After her visit with Primary One, our resident zoologist made her way to Primary Two to talk with those student about penguins. The children of Primary Two had recently learned all about six varieties of penguins and their individual characteristics. Lori was impressed with how much the students knew, and she was able to answer many of their questions, as well. Some questions she didn’t know, but she also shared that it was important for scientists to not know things, but to know how to go about finding the answers through observation and research.
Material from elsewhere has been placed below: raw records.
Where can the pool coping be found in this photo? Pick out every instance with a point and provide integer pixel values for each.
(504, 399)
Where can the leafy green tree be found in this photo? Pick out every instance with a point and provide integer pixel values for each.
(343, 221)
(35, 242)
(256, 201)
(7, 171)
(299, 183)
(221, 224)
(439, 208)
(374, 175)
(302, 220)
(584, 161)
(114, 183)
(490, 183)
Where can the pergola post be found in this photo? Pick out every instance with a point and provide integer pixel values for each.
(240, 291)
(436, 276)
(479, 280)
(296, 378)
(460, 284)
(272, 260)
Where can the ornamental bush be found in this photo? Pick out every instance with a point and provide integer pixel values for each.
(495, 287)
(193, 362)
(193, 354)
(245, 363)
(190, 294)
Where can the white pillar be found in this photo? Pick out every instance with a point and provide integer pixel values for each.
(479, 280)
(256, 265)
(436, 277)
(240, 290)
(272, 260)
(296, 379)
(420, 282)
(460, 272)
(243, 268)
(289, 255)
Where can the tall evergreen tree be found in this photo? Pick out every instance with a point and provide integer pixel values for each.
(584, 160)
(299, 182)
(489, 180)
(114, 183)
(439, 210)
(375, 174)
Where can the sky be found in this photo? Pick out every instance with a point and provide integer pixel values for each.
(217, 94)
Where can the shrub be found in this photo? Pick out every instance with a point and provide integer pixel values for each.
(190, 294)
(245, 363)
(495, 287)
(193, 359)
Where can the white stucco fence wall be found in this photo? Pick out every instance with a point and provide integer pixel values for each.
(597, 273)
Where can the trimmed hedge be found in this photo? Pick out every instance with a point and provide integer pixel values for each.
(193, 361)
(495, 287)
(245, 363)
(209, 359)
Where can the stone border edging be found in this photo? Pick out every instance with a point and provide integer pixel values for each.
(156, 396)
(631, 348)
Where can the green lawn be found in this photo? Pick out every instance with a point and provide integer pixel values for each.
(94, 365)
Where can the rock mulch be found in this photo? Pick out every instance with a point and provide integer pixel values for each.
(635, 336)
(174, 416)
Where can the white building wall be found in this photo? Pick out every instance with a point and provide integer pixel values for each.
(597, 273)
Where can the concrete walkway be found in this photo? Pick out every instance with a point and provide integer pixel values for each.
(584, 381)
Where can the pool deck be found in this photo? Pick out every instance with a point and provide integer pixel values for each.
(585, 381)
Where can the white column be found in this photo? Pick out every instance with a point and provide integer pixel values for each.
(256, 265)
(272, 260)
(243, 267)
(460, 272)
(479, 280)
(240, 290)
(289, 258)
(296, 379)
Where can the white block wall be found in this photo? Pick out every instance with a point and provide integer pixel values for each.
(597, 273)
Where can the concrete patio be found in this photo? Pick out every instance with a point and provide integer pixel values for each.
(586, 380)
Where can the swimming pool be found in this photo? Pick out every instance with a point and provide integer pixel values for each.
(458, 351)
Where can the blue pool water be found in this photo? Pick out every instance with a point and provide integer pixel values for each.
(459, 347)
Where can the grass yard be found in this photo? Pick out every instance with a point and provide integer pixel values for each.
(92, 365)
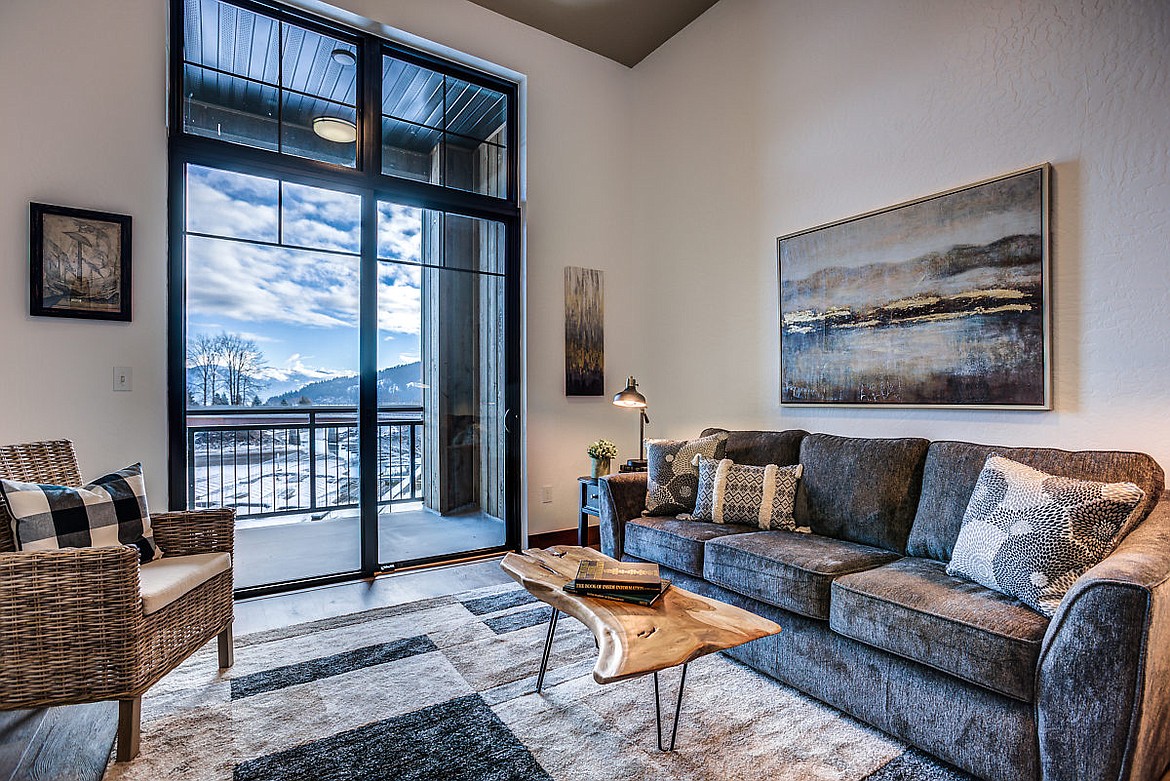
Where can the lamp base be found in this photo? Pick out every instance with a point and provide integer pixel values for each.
(633, 465)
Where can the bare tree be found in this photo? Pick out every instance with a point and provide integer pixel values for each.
(204, 356)
(242, 361)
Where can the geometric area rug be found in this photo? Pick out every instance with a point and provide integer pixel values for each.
(442, 689)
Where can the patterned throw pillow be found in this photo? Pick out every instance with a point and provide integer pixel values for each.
(109, 511)
(1030, 534)
(736, 493)
(673, 479)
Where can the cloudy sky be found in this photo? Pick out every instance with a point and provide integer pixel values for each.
(300, 305)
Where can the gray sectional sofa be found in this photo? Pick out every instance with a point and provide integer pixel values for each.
(874, 626)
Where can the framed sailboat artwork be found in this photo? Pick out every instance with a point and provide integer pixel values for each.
(80, 263)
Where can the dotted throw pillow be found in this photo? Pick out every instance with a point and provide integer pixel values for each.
(736, 493)
(673, 478)
(1031, 534)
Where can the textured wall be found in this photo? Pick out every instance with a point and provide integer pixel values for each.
(766, 117)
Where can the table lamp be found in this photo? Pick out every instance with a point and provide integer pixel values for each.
(632, 399)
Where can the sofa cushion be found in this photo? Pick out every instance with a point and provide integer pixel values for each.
(952, 468)
(914, 609)
(860, 489)
(1031, 534)
(673, 543)
(787, 569)
(762, 448)
(673, 475)
(165, 580)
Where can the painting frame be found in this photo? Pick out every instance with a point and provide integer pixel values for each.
(851, 352)
(100, 287)
(584, 331)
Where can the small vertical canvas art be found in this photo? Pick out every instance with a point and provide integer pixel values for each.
(584, 332)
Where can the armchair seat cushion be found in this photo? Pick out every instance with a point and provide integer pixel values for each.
(165, 580)
(675, 544)
(914, 609)
(787, 569)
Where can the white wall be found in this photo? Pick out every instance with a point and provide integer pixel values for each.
(82, 89)
(82, 94)
(766, 117)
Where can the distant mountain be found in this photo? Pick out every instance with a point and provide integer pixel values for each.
(398, 385)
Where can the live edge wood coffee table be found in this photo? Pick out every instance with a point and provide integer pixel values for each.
(634, 640)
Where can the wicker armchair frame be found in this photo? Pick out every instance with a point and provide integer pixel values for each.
(71, 623)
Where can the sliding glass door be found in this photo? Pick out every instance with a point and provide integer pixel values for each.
(441, 336)
(345, 297)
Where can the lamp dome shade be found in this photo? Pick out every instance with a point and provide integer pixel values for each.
(335, 129)
(630, 396)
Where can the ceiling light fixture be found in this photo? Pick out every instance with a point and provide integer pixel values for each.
(335, 129)
(343, 57)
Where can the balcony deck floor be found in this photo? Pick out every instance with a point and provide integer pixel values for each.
(291, 551)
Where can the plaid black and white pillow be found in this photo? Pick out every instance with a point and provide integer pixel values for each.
(109, 511)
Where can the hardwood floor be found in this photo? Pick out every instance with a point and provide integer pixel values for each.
(73, 743)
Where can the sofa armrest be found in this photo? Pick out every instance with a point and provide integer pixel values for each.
(623, 497)
(194, 531)
(70, 622)
(1103, 678)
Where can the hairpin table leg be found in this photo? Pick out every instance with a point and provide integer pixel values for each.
(548, 648)
(678, 707)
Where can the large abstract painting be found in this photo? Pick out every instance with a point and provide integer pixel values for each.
(584, 332)
(937, 302)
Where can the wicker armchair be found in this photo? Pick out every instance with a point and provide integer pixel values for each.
(71, 622)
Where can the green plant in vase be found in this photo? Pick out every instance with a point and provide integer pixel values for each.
(601, 453)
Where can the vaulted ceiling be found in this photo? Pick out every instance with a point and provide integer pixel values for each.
(625, 30)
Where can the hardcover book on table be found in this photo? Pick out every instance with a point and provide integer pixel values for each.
(640, 574)
(645, 596)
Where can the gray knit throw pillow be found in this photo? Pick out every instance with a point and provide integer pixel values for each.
(737, 493)
(1031, 534)
(673, 481)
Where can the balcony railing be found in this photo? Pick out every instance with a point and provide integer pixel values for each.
(301, 460)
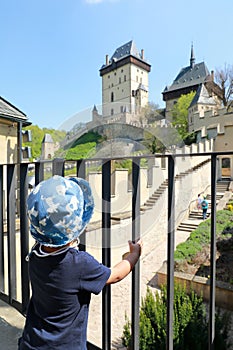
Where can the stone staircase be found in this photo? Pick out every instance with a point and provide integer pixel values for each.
(162, 188)
(195, 216)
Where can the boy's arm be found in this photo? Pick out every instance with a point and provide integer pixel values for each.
(124, 267)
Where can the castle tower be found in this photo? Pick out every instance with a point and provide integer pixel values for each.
(124, 81)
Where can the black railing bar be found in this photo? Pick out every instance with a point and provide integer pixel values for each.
(81, 172)
(11, 221)
(106, 253)
(5, 297)
(170, 252)
(24, 236)
(81, 168)
(1, 232)
(135, 297)
(92, 347)
(160, 155)
(39, 172)
(58, 166)
(156, 155)
(212, 254)
(135, 301)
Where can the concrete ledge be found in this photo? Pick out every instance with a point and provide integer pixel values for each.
(201, 285)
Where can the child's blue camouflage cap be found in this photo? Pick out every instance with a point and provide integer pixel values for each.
(59, 210)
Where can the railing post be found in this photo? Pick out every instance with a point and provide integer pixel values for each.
(1, 232)
(11, 220)
(81, 172)
(170, 252)
(58, 166)
(212, 253)
(106, 252)
(24, 236)
(135, 235)
(39, 172)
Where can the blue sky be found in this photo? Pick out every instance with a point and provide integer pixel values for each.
(52, 50)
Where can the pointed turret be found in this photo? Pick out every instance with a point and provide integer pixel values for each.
(192, 58)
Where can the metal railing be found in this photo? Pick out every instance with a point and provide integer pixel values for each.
(14, 189)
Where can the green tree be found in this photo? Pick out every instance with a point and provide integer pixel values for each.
(37, 138)
(224, 79)
(190, 325)
(180, 114)
(151, 112)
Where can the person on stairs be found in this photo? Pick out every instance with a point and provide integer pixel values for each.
(205, 206)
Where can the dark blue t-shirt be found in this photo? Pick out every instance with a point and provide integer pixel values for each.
(61, 291)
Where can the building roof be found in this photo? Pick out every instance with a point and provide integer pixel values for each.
(125, 54)
(47, 139)
(192, 75)
(189, 76)
(126, 50)
(202, 97)
(9, 111)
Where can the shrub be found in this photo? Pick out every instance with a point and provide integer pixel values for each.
(190, 325)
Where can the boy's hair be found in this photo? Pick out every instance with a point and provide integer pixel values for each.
(59, 210)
On the second day of her visit to Harley, Lori Paul plugged into the 5th Grade Science classes of Anneke Nordmark. They were in the middle of studying about reptiles, ecosystems, and biomes. Lori’s extensive background with snakes was a perfect fit for their class discussion. She shared plenty of information about the rattlesnakes of her home territory, Altadena, California, and shared that the rattlesnake had been proposed as our national animal, but it lost to the bald eagle. The students had many questions to ask her about snakes and reptiles that are not common on the eastern part of the country.
All in all, it was an incredible experience for our students to meet and learn from a leading scientist in her field during her time in Rochester.